As already mentioned above, the baculovirus antiapoptotic gene p35 suppressed truncated mutant Ataxin-3-dependent degeneration in the eye, as does the human heat shock protein HSP70 [30, 219]. Kazemi-Esfarjani et al. published results of one of the first large scale modifier screens in flies expressing prolonged polyQ peptides only [28]. They utilised a set of 7,000 P-element insertions for crossbreeding with the disease flies and assessed the offspring for suppression or enhancement of the polyQ-induced rough eye phenotype. Out of a number of potential candidates they presented two chaperone-related gene products, dHDJ1 (equivalent to human HSP40/HDJ1) and dTPR2 (equivalent to human TPR2) as potent genetic suppressors of polyQ toxicity. Fernandez-Funez et al. utilised a fly model based on full-length Ataxin-1 Q82 expression for two screens with 1,500 lethal P-elements and 3,000 EP insertions respectively, also evaluating the change of REP in the F1 generation [136]. They identified 18 genes that, if altered in expression, enhanced or suppressed Ataxin-1 toxicity. Among these genes were some coding for ubiquitin-related proteins, chaperones, RNA-binding molecules and transcription factors. Bilen et al.
described the crucial involvement of microRNAs (miRNAs) pathways in the modulation of polyQ toxicity induced by Ataxin-3 after screens in Drosophila and human cells [263]. The same group conducted a genome-wide EP element-based screen for modifiers of Ataxin-3-induced neurodegeneration in Drosophila [256]. They identified 25 modifiers representing 18 genes that are mainly involved in biological processes affecting protein misfolding and ubiquitin-related pathways. Among others, this experiment was designed as a genetic high-throughput screen based on the misexpression of endogenous genes [264]. Despite their general feasibility, these screening strategies create artificial expressions states potentially masking the native influence of the respective gene product. Furthermore, they are mostly confined to a small portion of the genome.

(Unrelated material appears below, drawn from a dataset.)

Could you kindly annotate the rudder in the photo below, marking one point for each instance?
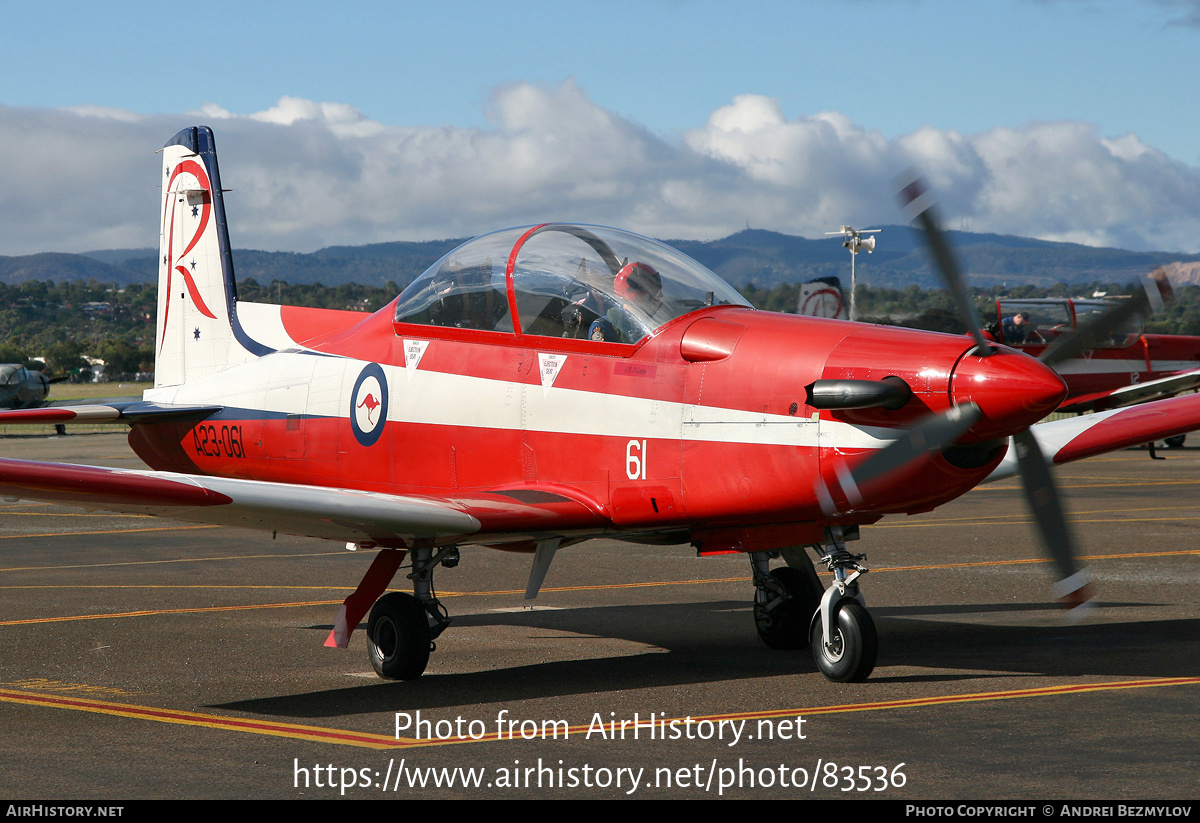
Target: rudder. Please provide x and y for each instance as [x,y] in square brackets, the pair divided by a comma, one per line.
[197,332]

These disadvantages can be overcome by mimicking classical knockout experiments with the help of RNA interference-mediated gene silencing. This powerful technique has been successfully implemented into high-throughput screening for modifiers of Huntingtin aggregation in yeast [265] and Drosophila cells [266]. Genome-wide studies utilising RNAi revealed regulators of polyQ and Huntingtin aggregation in C. elegans [267] and Drosophila [268] respectively.
3 Aim of the Study
The comprehensive understanding of molecular mechanisms and cellular pathways resulting in polyQ neurotoxicity and pathogenesis are a prerequisite for the development of effective treatments for the corresponding disorders. In an attempt to contribute to this process we intended to conduct a genome-wide high-throughput modifier screen in order to identify genetic modifiers of polyQ neurotoxicity in Drosophila melanogaster. This should be accomplished first of all by characterisation of a feasible disease model exhibiting a readily accessible readout for the large scale experiments. Expression of a human variant of truncated Ataxin-3, harbouring a stretch of 78 glutamines, in the compound eye results in an REP. This REP combines pathological involvement of neuronal photoreceptor cells with an easy exterior observability of neurodegeneration. By means of RNA interference we planned to knockdown a genome-wide set of potential modifier genes, thereby evaluating the impact of the gene silencing on the REP. For this purpose, we obtained a set of fly RNAi strains from the VDRC representing all Drosophila genes known to have an orthologue in humans. A genetic modifier screen with these ~7,500 genes would represent the most comprehensive endeavour in this field and setting so far. The gene knockdown approach, the in vivo situation and the easy assessment of neurotoxicity modification mark the advantages of this work in comparison to previously conducted modifier screens. By subsequent thorough analysis and processing of our results and the obtained modifiers we hope to aid in conceiving polyQ diseases better and opening avenues for therapeutic approaches.